ZM: Readers demand causation, you see. If there is no causation they become very uncomfortable. But they don’t need to understand causation as reality. How do the bees heal Niki and Popi? I don’t care. I don’t even ask myself how is it possible for bees to do that and for them to fly and hang around this woman and all that. That’s not of any interest to me. To me, what is important is that I want those bees to do that and since it is my novel and I am writing it, they do it.
When I write a novel I am in the God business. This is my world, I am the creator of this world, and I can make this world do what I want it to do, irrespective of what your so-called objective world does or does not do. I’m not controlled by your so-called objective reality. You can say something can’t really happen, but in my world it does happen.
JK: Your novel in progress, The Whale Caller, is an excellent example of that, I think. A man in love with a whale. Where did you get the idea for that story?

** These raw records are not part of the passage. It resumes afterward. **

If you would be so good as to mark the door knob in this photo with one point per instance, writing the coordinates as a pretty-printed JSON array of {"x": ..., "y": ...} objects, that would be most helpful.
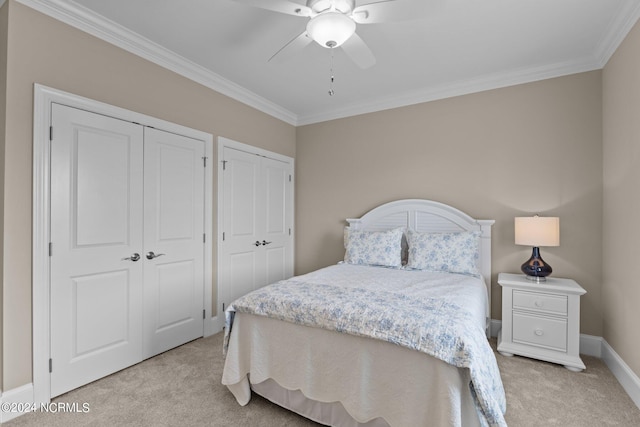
[
  {"x": 134, "y": 257},
  {"x": 152, "y": 255}
]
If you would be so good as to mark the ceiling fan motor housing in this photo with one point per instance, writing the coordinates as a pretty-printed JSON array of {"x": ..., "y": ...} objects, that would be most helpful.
[{"x": 342, "y": 6}]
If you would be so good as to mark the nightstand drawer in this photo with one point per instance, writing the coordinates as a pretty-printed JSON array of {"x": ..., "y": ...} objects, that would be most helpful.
[
  {"x": 540, "y": 331},
  {"x": 544, "y": 303}
]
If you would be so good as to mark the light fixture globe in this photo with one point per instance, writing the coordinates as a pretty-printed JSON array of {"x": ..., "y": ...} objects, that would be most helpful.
[{"x": 331, "y": 29}]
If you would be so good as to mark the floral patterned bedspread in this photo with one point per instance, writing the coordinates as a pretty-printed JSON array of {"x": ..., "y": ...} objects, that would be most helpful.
[{"x": 410, "y": 316}]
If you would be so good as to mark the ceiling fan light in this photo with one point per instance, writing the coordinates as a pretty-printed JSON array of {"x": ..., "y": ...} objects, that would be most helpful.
[{"x": 331, "y": 29}]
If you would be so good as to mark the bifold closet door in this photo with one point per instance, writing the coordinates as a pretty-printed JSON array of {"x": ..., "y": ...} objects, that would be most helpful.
[
  {"x": 127, "y": 244},
  {"x": 96, "y": 266},
  {"x": 173, "y": 240},
  {"x": 257, "y": 246}
]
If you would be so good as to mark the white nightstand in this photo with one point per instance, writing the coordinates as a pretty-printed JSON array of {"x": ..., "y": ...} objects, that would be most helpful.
[{"x": 541, "y": 320}]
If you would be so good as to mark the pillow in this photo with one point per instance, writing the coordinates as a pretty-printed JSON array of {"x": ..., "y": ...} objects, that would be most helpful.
[
  {"x": 451, "y": 252},
  {"x": 381, "y": 248}
]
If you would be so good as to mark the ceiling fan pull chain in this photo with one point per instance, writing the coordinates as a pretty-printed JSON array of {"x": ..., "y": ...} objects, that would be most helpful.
[{"x": 331, "y": 92}]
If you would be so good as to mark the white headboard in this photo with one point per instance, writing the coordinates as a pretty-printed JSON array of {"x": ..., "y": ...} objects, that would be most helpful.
[{"x": 430, "y": 216}]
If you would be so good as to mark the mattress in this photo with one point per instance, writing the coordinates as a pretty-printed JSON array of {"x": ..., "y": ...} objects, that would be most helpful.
[{"x": 343, "y": 379}]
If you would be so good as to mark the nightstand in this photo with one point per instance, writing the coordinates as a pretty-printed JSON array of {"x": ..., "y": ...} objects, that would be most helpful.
[{"x": 541, "y": 320}]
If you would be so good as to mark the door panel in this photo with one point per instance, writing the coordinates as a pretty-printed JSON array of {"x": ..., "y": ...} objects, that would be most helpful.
[
  {"x": 119, "y": 189},
  {"x": 257, "y": 219},
  {"x": 96, "y": 222},
  {"x": 277, "y": 220},
  {"x": 174, "y": 231},
  {"x": 241, "y": 258}
]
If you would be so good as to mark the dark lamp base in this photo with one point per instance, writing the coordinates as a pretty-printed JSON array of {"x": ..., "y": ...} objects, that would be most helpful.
[{"x": 535, "y": 268}]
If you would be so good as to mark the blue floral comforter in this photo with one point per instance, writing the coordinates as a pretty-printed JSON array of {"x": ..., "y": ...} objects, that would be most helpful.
[{"x": 410, "y": 318}]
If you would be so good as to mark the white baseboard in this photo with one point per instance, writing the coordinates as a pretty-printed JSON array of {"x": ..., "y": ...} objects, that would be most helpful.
[
  {"x": 213, "y": 325},
  {"x": 589, "y": 345},
  {"x": 625, "y": 376},
  {"x": 19, "y": 399},
  {"x": 597, "y": 347}
]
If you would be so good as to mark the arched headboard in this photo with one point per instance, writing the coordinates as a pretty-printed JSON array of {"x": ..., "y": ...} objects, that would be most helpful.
[{"x": 434, "y": 217}]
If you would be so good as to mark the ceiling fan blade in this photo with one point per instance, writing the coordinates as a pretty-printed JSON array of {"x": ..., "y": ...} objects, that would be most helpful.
[
  {"x": 359, "y": 52},
  {"x": 282, "y": 6},
  {"x": 292, "y": 48},
  {"x": 392, "y": 11}
]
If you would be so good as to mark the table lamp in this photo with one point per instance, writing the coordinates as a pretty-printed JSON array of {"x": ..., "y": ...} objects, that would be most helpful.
[{"x": 537, "y": 231}]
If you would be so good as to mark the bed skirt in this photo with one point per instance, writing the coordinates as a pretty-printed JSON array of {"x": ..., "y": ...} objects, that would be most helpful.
[{"x": 343, "y": 380}]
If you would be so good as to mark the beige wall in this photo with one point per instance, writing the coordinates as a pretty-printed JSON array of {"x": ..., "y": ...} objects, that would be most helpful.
[
  {"x": 533, "y": 148},
  {"x": 4, "y": 27},
  {"x": 43, "y": 50},
  {"x": 621, "y": 229}
]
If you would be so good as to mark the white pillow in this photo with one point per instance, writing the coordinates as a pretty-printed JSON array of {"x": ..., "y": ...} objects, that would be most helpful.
[
  {"x": 452, "y": 252},
  {"x": 382, "y": 248}
]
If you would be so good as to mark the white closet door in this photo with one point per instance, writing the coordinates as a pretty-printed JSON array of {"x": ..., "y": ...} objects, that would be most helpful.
[
  {"x": 257, "y": 247},
  {"x": 173, "y": 240},
  {"x": 278, "y": 219},
  {"x": 242, "y": 257},
  {"x": 96, "y": 223}
]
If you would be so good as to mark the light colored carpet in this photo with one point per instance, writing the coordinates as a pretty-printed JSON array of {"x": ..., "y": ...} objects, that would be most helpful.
[{"x": 182, "y": 388}]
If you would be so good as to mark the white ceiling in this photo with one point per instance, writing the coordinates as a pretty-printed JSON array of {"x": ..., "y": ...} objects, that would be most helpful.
[{"x": 452, "y": 48}]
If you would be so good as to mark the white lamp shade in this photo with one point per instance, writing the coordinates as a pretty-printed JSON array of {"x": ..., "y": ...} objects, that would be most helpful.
[
  {"x": 537, "y": 231},
  {"x": 331, "y": 29}
]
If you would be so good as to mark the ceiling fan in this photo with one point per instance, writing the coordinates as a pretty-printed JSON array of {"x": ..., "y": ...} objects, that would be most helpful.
[{"x": 332, "y": 24}]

ZM: There is a town in South Africa called Hermanus, a small town really. Its claim to fame are the whales. It has now become the whale-watching capitol of the world. In other places you have to get into boats and all that, but here you have land-based whale watching because the whales come very close there and there are many excellent places to watch them.
There is a whale crier there who is employed by the city. Before I knew anything about whales and whale watching, I was watching television and there he was in all his splendor in his costume, blowing his kelp horn. They referred to him as the whale caller of Hermanus. The news report gave me the impression that he actually called whales, you know; he blew his horn and the whales would come. I was fascinated by that whole notion so I decided to go to that town and see for myself what was the big deal. I was very disappointed to find that the guy didn’t really call whales. All he does is alert whale watchers to the presence of whales and their location. He blows his horn in a particular language, a Morse code of sorts, that matches a description on his sandwich board so watchers know exactly how many whales, where they are, and so on. But he does not actually call the whales, you see, and I was disappointed. I thought, What if he could call them? What then?
JK: A novel born out of disappointment?
ZM: You could say so, but also born out of the real world. If one special person in my life had not been afraid of the dark, and if my daughter, Zenzi, then four years old, had not given me the names Saluni, Sharisha, and Mr. Yodd, then there would have been no story to tell.